An importance determining step of determining the importance of the type and determining the importance of the second type for the consecutive character according to the combination of the character types forming the consecutive character; For each consecutive character included in the consecutive character group, it is checked whether the consecutive character is included in the search target document, and if the consecutive character is included, the first and second types corresponding to the consecutive character An information retrieval method including a retrieval step of adding the degree of importance to the degree of importance of the retrieval target document, and an output step of outputting a retrieval result according to the degree of importance of each retrieval target document after the retrieval step is performed. .

5. An information retrieval device for retrieving a desired document from a set of documents to be retrieved based on an inputted retrieval character string, comprising an input means for inputting the retrieval character string, and a predetermined character. A consecutive-character extracting unit that extracts a consecutive consecutive character from the search character string to form a consecutive-character group for retrieval, an importance storage unit that stores the degree of importance of each document to be searched, and the consecutive-character for retrieval Whether the consecutive character is included in the search target document is determined for each consecutive character included in the group, and the degree of importance for the consecutive character is determined for each consecutive character included in the search consecutive character group. And if the consecutive character is included, refer to the searching means for adding the importance degree corresponding to the consecutive character to the importance degree of the search target document in the importance degree storing means, and the importance degree storing means. However, depending on the importance of each document to be searched, Information retrieval apparatus and an output means for outputting search results Te.
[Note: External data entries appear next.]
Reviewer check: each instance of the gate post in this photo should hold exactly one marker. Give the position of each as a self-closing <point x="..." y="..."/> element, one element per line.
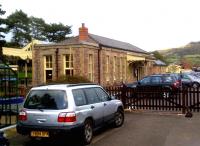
<point x="183" y="100"/>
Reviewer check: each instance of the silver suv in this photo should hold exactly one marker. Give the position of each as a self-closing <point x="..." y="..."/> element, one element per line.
<point x="67" y="108"/>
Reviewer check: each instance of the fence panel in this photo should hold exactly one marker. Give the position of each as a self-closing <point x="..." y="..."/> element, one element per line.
<point x="151" y="98"/>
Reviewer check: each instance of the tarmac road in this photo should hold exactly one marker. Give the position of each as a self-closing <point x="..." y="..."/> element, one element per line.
<point x="139" y="129"/>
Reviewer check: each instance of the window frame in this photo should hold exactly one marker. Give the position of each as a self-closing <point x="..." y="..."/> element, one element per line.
<point x="70" y="68"/>
<point x="48" y="66"/>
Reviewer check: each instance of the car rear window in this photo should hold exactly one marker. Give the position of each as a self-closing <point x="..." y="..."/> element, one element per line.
<point x="46" y="99"/>
<point x="167" y="79"/>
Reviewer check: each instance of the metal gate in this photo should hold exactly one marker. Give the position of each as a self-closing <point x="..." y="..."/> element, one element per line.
<point x="161" y="99"/>
<point x="9" y="99"/>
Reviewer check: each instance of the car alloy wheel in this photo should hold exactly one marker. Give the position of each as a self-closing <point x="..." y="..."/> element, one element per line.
<point x="88" y="132"/>
<point x="119" y="118"/>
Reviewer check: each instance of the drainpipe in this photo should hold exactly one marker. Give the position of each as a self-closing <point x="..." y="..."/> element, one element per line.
<point x="99" y="64"/>
<point x="57" y="50"/>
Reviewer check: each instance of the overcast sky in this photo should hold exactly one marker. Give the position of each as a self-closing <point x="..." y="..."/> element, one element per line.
<point x="147" y="24"/>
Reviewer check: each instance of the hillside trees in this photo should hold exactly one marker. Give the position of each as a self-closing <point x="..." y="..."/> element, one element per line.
<point x="157" y="55"/>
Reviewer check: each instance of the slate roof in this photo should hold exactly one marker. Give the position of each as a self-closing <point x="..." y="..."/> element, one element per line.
<point x="107" y="42"/>
<point x="160" y="63"/>
<point x="115" y="43"/>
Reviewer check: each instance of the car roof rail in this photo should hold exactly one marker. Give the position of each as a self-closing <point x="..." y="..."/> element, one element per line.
<point x="80" y="84"/>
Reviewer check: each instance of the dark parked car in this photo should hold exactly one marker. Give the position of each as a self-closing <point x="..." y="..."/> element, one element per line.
<point x="3" y="141"/>
<point x="170" y="81"/>
<point x="164" y="85"/>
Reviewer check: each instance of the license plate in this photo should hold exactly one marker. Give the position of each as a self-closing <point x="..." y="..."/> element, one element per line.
<point x="39" y="134"/>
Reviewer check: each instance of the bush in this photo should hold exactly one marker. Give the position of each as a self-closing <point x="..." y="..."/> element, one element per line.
<point x="70" y="80"/>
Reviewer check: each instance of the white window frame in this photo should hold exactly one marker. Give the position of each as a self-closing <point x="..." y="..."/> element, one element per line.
<point x="107" y="67"/>
<point x="120" y="68"/>
<point x="49" y="66"/>
<point x="125" y="68"/>
<point x="71" y="64"/>
<point x="114" y="67"/>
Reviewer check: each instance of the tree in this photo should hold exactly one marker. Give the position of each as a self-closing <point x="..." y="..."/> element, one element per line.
<point x="2" y="30"/>
<point x="18" y="24"/>
<point x="56" y="32"/>
<point x="37" y="28"/>
<point x="159" y="56"/>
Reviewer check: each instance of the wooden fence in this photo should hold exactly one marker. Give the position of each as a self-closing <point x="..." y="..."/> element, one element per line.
<point x="151" y="98"/>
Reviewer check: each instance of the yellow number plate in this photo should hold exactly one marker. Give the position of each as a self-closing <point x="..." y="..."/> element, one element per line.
<point x="39" y="134"/>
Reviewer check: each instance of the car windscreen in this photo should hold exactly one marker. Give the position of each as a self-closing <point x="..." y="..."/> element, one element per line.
<point x="46" y="99"/>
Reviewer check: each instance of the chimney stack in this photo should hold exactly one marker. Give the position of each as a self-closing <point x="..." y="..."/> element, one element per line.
<point x="83" y="33"/>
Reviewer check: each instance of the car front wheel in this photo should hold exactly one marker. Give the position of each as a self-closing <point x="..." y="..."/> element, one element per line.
<point x="87" y="132"/>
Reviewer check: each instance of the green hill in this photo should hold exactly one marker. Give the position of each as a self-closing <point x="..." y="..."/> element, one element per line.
<point x="189" y="53"/>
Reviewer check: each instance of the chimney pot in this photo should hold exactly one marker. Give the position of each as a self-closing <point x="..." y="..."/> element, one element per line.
<point x="83" y="33"/>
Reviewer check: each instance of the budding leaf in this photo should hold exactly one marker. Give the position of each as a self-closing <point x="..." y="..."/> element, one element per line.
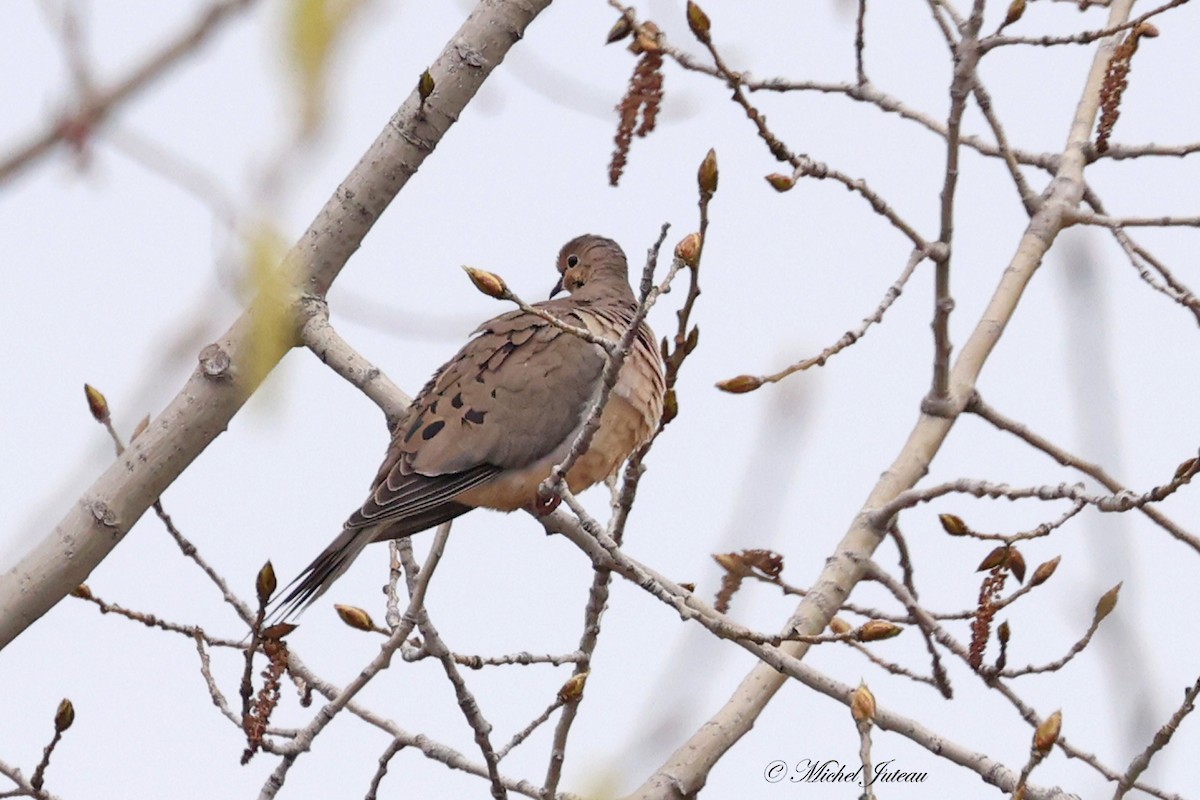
<point x="354" y="617"/>
<point x="265" y="583"/>
<point x="699" y="22"/>
<point x="1017" y="564"/>
<point x="862" y="704"/>
<point x="953" y="524"/>
<point x="1105" y="605"/>
<point x="573" y="689"/>
<point x="425" y="85"/>
<point x="739" y="385"/>
<point x="1044" y="571"/>
<point x="621" y="30"/>
<point x="707" y="175"/>
<point x="1048" y="733"/>
<point x="487" y="282"/>
<point x="65" y="716"/>
<point x="780" y="182"/>
<point x="96" y="403"/>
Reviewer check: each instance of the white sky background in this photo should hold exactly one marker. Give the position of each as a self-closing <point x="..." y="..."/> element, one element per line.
<point x="118" y="277"/>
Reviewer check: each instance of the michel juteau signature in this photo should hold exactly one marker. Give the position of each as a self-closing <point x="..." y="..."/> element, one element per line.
<point x="833" y="771"/>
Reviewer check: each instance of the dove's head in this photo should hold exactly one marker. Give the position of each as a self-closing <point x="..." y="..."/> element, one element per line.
<point x="593" y="268"/>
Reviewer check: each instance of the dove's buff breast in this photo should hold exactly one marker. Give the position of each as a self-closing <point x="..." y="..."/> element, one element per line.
<point x="630" y="417"/>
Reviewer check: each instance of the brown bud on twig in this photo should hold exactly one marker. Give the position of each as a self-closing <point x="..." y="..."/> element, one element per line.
<point x="646" y="40"/>
<point x="96" y="403"/>
<point x="997" y="557"/>
<point x="622" y="29"/>
<point x="953" y="524"/>
<point x="1185" y="468"/>
<point x="699" y="22"/>
<point x="1044" y="571"/>
<point x="1048" y="733"/>
<point x="688" y="250"/>
<point x="739" y="385"/>
<point x="1015" y="10"/>
<point x="64" y="716"/>
<point x="1017" y="564"/>
<point x="862" y="704"/>
<point x="1105" y="605"/>
<point x="780" y="182"/>
<point x="425" y="86"/>
<point x="573" y="690"/>
<point x="487" y="282"/>
<point x="277" y="631"/>
<point x="877" y="630"/>
<point x="670" y="405"/>
<point x="707" y="175"/>
<point x="354" y="617"/>
<point x="265" y="583"/>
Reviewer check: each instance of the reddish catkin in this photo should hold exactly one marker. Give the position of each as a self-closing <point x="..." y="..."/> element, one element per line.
<point x="643" y="97"/>
<point x="1116" y="80"/>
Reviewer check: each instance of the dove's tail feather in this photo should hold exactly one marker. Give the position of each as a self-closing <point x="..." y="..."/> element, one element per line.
<point x="336" y="559"/>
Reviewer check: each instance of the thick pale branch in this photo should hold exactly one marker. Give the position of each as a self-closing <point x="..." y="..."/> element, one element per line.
<point x="231" y="367"/>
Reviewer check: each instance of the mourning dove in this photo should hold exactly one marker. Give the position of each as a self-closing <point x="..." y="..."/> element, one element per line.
<point x="492" y="422"/>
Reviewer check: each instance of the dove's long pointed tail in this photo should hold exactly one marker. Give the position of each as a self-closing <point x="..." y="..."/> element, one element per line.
<point x="336" y="559"/>
<point x="319" y="576"/>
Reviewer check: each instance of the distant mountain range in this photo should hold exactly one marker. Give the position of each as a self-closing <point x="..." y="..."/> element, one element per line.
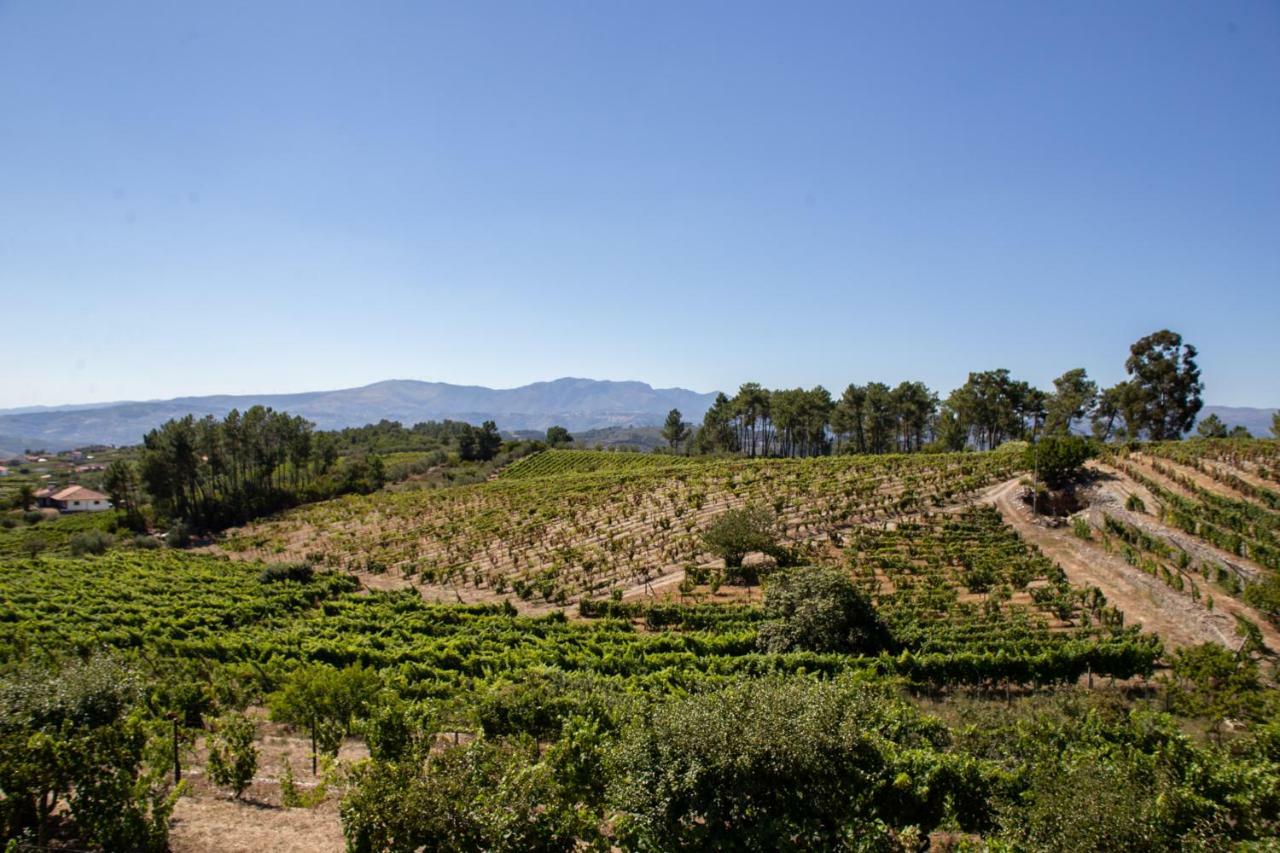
<point x="574" y="404"/>
<point x="580" y="405"/>
<point x="1256" y="420"/>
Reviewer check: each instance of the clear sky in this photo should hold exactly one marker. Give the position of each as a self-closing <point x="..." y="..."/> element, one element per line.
<point x="264" y="196"/>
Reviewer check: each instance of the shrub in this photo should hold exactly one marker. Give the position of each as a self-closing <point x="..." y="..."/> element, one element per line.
<point x="301" y="573"/>
<point x="1059" y="459"/>
<point x="178" y="536"/>
<point x="735" y="533"/>
<point x="90" y="542"/>
<point x="818" y="610"/>
<point x="232" y="755"/>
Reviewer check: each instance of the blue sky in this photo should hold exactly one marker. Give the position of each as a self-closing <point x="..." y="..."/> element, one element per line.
<point x="288" y="196"/>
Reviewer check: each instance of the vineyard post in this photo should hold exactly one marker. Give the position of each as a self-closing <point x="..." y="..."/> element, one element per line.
<point x="177" y="758"/>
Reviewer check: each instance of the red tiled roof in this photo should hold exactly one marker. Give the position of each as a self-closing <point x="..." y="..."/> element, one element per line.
<point x="77" y="493"/>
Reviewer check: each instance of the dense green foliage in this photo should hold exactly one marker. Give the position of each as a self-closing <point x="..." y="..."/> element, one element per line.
<point x="1059" y="460"/>
<point x="818" y="610"/>
<point x="78" y="737"/>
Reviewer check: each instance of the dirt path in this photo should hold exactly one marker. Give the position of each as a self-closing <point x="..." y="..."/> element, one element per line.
<point x="1144" y="600"/>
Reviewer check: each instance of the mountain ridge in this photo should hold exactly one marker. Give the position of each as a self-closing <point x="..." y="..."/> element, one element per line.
<point x="574" y="402"/>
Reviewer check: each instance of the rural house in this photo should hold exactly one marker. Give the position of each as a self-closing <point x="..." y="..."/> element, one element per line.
<point x="74" y="498"/>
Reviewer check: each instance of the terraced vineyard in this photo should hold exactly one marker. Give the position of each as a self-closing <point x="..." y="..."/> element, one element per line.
<point x="160" y="606"/>
<point x="965" y="588"/>
<point x="563" y="524"/>
<point x="1223" y="493"/>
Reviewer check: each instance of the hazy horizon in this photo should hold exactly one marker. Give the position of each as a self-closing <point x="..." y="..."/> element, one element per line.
<point x="247" y="199"/>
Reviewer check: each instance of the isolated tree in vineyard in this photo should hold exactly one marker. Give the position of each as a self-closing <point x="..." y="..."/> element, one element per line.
<point x="818" y="610"/>
<point x="1166" y="386"/>
<point x="557" y="436"/>
<point x="1211" y="427"/>
<point x="675" y="429"/>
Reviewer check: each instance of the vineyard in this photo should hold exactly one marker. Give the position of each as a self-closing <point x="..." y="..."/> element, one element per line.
<point x="566" y="524"/>
<point x="565" y="724"/>
<point x="167" y="606"/>
<point x="1221" y="493"/>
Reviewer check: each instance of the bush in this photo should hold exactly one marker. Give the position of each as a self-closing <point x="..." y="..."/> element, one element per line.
<point x="736" y="533"/>
<point x="784" y="763"/>
<point x="818" y="610"/>
<point x="90" y="542"/>
<point x="178" y="536"/>
<point x="1059" y="459"/>
<point x="480" y="797"/>
<point x="301" y="573"/>
<point x="232" y="755"/>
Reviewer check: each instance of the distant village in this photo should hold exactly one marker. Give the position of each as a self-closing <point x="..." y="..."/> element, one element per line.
<point x="68" y="482"/>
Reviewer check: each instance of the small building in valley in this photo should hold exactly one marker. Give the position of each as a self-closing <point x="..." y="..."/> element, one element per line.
<point x="76" y="498"/>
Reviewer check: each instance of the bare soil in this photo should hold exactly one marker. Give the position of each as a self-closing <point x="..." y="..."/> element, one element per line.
<point x="209" y="820"/>
<point x="1144" y="600"/>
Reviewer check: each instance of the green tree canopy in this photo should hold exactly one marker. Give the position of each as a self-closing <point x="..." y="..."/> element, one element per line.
<point x="818" y="610"/>
<point x="1165" y="386"/>
<point x="735" y="533"/>
<point x="557" y="436"/>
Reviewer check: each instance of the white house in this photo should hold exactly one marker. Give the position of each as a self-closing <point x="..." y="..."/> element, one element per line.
<point x="77" y="498"/>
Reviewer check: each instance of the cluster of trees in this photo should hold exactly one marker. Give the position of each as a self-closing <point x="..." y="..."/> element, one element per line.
<point x="210" y="474"/>
<point x="1159" y="400"/>
<point x="213" y="473"/>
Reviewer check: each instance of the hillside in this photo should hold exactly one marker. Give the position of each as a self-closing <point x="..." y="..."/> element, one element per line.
<point x="575" y="404"/>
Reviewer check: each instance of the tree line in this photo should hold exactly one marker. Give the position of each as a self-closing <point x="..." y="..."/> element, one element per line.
<point x="1159" y="400"/>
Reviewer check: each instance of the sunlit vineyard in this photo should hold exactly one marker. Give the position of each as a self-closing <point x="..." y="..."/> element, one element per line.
<point x="563" y="523"/>
<point x="164" y="605"/>
<point x="1221" y="492"/>
<point x="967" y="587"/>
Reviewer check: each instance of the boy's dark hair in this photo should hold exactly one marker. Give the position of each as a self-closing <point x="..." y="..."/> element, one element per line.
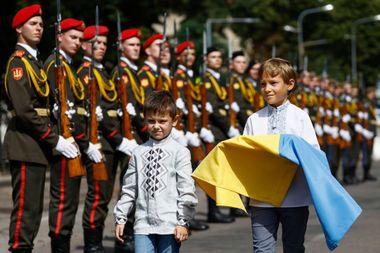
<point x="160" y="102"/>
<point x="277" y="66"/>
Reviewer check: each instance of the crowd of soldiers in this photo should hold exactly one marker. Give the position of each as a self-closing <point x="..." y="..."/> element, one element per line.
<point x="61" y="115"/>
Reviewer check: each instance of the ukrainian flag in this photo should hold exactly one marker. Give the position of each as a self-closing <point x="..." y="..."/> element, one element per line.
<point x="262" y="167"/>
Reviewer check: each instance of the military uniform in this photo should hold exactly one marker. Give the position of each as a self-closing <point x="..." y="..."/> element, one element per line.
<point x="64" y="190"/>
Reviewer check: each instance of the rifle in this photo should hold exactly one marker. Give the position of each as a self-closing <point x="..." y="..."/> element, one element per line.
<point x="203" y="91"/>
<point x="99" y="169"/>
<point x="174" y="87"/>
<point x="230" y="88"/>
<point x="196" y="152"/>
<point x="159" y="80"/>
<point x="74" y="165"/>
<point x="122" y="87"/>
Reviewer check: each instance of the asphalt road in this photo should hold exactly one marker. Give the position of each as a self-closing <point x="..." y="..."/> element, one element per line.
<point x="223" y="238"/>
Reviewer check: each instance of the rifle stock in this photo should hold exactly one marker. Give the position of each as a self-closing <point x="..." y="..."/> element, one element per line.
<point x="209" y="146"/>
<point x="99" y="169"/>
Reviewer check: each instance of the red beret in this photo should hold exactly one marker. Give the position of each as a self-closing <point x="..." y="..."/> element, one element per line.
<point x="89" y="32"/>
<point x="25" y="14"/>
<point x="130" y="33"/>
<point x="151" y="39"/>
<point x="181" y="47"/>
<point x="70" y="23"/>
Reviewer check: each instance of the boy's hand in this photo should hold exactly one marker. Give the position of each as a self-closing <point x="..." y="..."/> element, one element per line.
<point x="119" y="230"/>
<point x="181" y="233"/>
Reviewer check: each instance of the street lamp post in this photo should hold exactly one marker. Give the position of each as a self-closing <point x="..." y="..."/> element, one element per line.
<point x="301" y="16"/>
<point x="211" y="21"/>
<point x="360" y="21"/>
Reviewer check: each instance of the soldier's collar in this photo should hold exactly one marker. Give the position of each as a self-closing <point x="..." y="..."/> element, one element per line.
<point x="29" y="49"/>
<point x="66" y="56"/>
<point x="189" y="71"/>
<point x="97" y="65"/>
<point x="129" y="63"/>
<point x="214" y="73"/>
<point x="151" y="65"/>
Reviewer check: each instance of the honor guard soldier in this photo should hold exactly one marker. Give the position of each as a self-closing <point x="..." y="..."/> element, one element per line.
<point x="100" y="192"/>
<point x="29" y="139"/>
<point x="189" y="92"/>
<point x="217" y="108"/>
<point x="129" y="54"/>
<point x="369" y="132"/>
<point x="243" y="92"/>
<point x="64" y="188"/>
<point x="149" y="71"/>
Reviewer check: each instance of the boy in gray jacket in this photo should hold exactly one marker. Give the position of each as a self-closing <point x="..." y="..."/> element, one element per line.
<point x="158" y="183"/>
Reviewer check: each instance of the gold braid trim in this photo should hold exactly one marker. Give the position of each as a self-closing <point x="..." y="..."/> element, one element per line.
<point x="138" y="91"/>
<point x="220" y="91"/>
<point x="104" y="87"/>
<point x="76" y="85"/>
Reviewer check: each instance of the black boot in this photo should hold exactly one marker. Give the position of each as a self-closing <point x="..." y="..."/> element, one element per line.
<point x="128" y="245"/>
<point x="60" y="244"/>
<point x="93" y="240"/>
<point x="214" y="214"/>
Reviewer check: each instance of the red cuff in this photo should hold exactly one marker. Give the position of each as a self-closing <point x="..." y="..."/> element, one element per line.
<point x="46" y="134"/>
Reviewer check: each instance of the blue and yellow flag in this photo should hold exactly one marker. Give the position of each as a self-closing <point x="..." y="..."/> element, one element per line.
<point x="262" y="167"/>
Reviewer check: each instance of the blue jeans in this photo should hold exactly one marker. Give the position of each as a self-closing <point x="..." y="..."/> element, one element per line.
<point x="156" y="244"/>
<point x="265" y="222"/>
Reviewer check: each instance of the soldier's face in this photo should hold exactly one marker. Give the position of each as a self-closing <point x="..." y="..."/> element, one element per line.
<point x="31" y="31"/>
<point x="187" y="57"/>
<point x="275" y="90"/>
<point x="214" y="60"/>
<point x="165" y="56"/>
<point x="70" y="41"/>
<point x="131" y="48"/>
<point x="239" y="64"/>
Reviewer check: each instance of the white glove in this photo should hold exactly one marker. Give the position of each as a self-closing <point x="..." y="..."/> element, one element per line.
<point x="346" y="118"/>
<point x="99" y="113"/>
<point x="195" y="109"/>
<point x="55" y="110"/>
<point x="66" y="148"/>
<point x="207" y="135"/>
<point x="131" y="109"/>
<point x="318" y="129"/>
<point x="209" y="108"/>
<point x="232" y="132"/>
<point x="93" y="153"/>
<point x="180" y="104"/>
<point x="192" y="139"/>
<point x="368" y="134"/>
<point x="127" y="146"/>
<point x="345" y="135"/>
<point x="358" y="128"/>
<point x="335" y="132"/>
<point x="235" y="107"/>
<point x="179" y="136"/>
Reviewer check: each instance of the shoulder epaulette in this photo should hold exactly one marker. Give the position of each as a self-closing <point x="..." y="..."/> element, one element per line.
<point x="19" y="53"/>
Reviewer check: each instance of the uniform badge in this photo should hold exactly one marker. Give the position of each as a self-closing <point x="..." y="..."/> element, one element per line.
<point x="17" y="73"/>
<point x="179" y="83"/>
<point x="144" y="82"/>
<point x="85" y="79"/>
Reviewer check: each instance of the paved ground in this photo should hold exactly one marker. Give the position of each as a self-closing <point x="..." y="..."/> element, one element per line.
<point x="231" y="238"/>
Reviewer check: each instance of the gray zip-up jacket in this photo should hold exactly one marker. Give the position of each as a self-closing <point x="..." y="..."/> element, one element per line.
<point x="158" y="183"/>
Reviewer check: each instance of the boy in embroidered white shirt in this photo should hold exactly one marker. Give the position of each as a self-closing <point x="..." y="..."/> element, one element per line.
<point x="281" y="117"/>
<point x="158" y="183"/>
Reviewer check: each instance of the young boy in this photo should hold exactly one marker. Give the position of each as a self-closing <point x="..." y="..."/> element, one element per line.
<point x="158" y="183"/>
<point x="281" y="117"/>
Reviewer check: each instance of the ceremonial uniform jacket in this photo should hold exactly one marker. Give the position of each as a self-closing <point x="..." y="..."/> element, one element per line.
<point x="29" y="137"/>
<point x="109" y="126"/>
<point x="75" y="94"/>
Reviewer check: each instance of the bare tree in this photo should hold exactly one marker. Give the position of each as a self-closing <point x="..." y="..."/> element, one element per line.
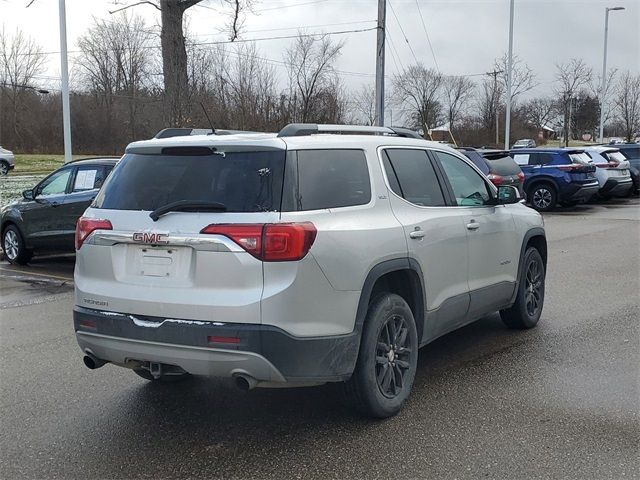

6. The information search device according to claim 5, wherein the importance of consecutive characters is determined according to a function that monotonically decreases with respect to the appearance frequency of the consecutive characters in all search target documents.

7. The degree of importance for a consecutive character is determined according to a combination of character types forming the consecutive character.
Information retrieval device described in.